In 1963, the U.S. Supreme Court declared the county unit system was unconstitutional for violating the “one person, one vote” principle articulated the prior year in Baker v. Carr. In response, Georgia legislators set about devising new ways to maintain white political power. State representative Denmark Groover (D) advocated adopting runoffs for all Georgia elections as a replacement for the county unit system, stating on the Georgia House floor that “we have got to go to the majority vote because all we have to have is a plurality and the Negroes and the pressure groups and special interests are going to manipulate this State and take charge if we don’t go for the majority vote.” His proposal was adopted as part of the state’s election reform package passed in 1964.
In the 1990s, the U.S. Department of Justice (DOJ) filed a lawsuit against Georgia’s primary runoff system, arguing the system violated the Voting Rights Act of 1965 (VRA) by diluting the voting strength of Black Georgians.

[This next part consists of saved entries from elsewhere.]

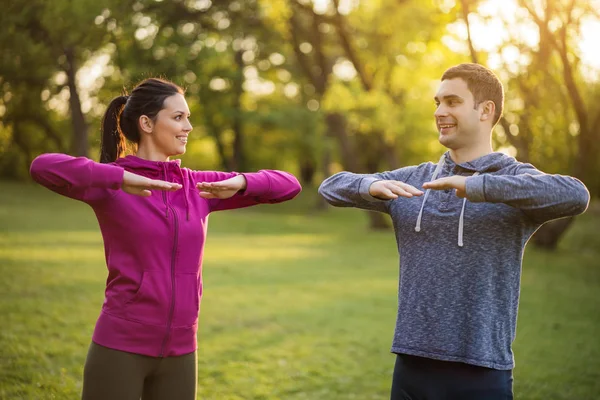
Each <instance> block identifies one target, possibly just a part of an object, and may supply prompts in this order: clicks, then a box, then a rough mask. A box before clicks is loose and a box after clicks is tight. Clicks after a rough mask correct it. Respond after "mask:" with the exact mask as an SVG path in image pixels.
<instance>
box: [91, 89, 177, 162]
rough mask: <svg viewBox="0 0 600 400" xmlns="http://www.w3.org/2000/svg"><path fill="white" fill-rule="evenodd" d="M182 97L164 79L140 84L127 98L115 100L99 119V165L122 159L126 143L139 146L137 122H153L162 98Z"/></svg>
mask: <svg viewBox="0 0 600 400" xmlns="http://www.w3.org/2000/svg"><path fill="white" fill-rule="evenodd" d="M178 93H179V94H184V91H183V89H182V88H180V87H179V86H177V85H176V84H174V83H173V82H169V81H167V80H164V79H159V78H149V79H146V80H144V81H142V82H141V83H139V84H138V85H137V86H136V87H135V88H134V89H133V90H132V91H131V94H130V95H124V96H119V97H115V98H114V99H113V100H112V101H111V102H110V104H109V105H108V108H107V109H106V112H105V113H104V117H103V118H102V144H101V150H100V162H101V163H111V162H114V161H115V160H116V159H117V158H119V157H122V156H123V154H124V152H125V148H126V145H127V142H126V140H125V139H127V140H129V141H130V142H133V143H135V144H139V142H140V132H139V130H138V120H139V119H140V117H141V116H142V115H146V116H148V117H149V118H151V119H152V120H153V121H154V120H156V115H157V114H158V112H159V111H160V110H162V109H163V108H164V102H165V99H167V98H168V97H171V96H173V95H176V94H178Z"/></svg>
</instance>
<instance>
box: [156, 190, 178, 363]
mask: <svg viewBox="0 0 600 400" xmlns="http://www.w3.org/2000/svg"><path fill="white" fill-rule="evenodd" d="M165 180H166V179H165ZM166 196H167V194H166V193H165V192H163V200H165V203H166V199H165V197H166ZM169 209H170V210H171V212H172V213H173V222H174V227H175V233H174V235H173V236H174V237H173V251H172V252H171V308H170V309H169V316H168V317H167V333H166V334H165V338H164V339H163V343H162V346H161V349H160V354H159V357H164V354H165V350H166V347H167V343H168V342H169V338H170V336H171V324H172V323H173V313H174V312H175V257H176V256H177V242H178V239H179V238H178V236H179V221H178V220H177V212H176V211H175V209H174V208H173V207H171V206H169Z"/></svg>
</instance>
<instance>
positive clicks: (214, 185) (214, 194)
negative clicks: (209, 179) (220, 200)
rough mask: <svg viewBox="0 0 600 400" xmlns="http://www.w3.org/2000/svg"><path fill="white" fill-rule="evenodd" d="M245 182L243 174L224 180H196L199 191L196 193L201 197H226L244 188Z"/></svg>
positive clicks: (219, 197)
mask: <svg viewBox="0 0 600 400" xmlns="http://www.w3.org/2000/svg"><path fill="white" fill-rule="evenodd" d="M246 184H247V183H246V178H245V177H244V175H237V176H234V177H233V178H229V179H225V180H224V181H218V182H198V183H196V188H198V190H199V191H200V192H199V193H198V194H199V195H200V197H202V198H205V199H228V198H230V197H232V196H233V195H235V194H236V193H237V192H239V191H240V190H245V189H246Z"/></svg>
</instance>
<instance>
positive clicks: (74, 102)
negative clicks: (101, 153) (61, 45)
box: [65, 48, 89, 157]
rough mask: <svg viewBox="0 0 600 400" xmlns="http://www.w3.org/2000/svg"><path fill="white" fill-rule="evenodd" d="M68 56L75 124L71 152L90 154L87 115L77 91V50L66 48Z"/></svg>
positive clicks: (74, 153) (65, 69)
mask: <svg viewBox="0 0 600 400" xmlns="http://www.w3.org/2000/svg"><path fill="white" fill-rule="evenodd" d="M65 56H66V58H67V62H66V68H65V72H66V74H67V84H68V86H69V94H70V97H69V108H70V110H71V124H72V126H73V141H72V142H71V154H73V155H75V156H82V157H87V156H88V149H89V139H88V127H87V124H86V123H85V116H84V115H83V112H82V111H81V100H80V99H79V93H78V91H77V82H76V80H75V74H76V72H77V65H76V62H75V51H74V50H73V49H72V48H69V49H66V50H65Z"/></svg>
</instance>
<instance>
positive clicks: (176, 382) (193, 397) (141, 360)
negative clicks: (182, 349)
mask: <svg viewBox="0 0 600 400" xmlns="http://www.w3.org/2000/svg"><path fill="white" fill-rule="evenodd" d="M197 377H198V362H197V355H196V352H193V353H190V354H186V355H183V356H178V357H165V358H156V357H148V356H142V355H139V354H132V353H127V352H124V351H119V350H113V349H109V348H107V347H103V346H100V345H98V344H96V343H94V342H92V344H91V345H90V349H89V352H88V356H87V359H86V362H85V368H84V371H83V393H82V397H81V398H82V399H83V400H140V398H141V399H143V400H172V399H177V400H196V384H197Z"/></svg>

The DOJ identified 35 Georgia elections where Black candidates received a plurality of votes in the first round of a primary but lost their runoffs when white voters coalesced around their opponent. The DOJ’s lawsuit was eventually consolidated with Brooks v. Miller, a challenge brought by a group of Black voters. In 1998, although the 11th U.S. Circuit Court of Appeals concluded the runoff system didn’t violate the VRA, it nevertheless agreed that “the virus of race-consciousness was in the air” when it was adopted.
When it comes to elections, context matters.
While it’s clear that the existence of the primary runoff system throughout much of the former confederacy owes its origins to racism, that doesn’t mean that runoff elections themselves — or the similar voting systems used in California, Washington and Maine — are inherently racist. It’s the context of the South at the time — a region dominated by a single political party and characterized by racially polarized voting — that made primary runoffs a tool of white supremacy. Any seemingly neutral election practice can become problematic depending on the real-world circumstances in which it’s used.
That’s why the VRA and other voting laws call for evaluating the “totality of the circumstances” when deciding if an electoral practice has a discriminatory effect or a disparate impact on some group of voters. It’s not enough for a voter ID requirement or the placement of polling locations to appear facially neutral. You have to dig a little deeper and understand how it operates in the real world to really determine if an electoral practice or rule can be used to deny people their right to vote.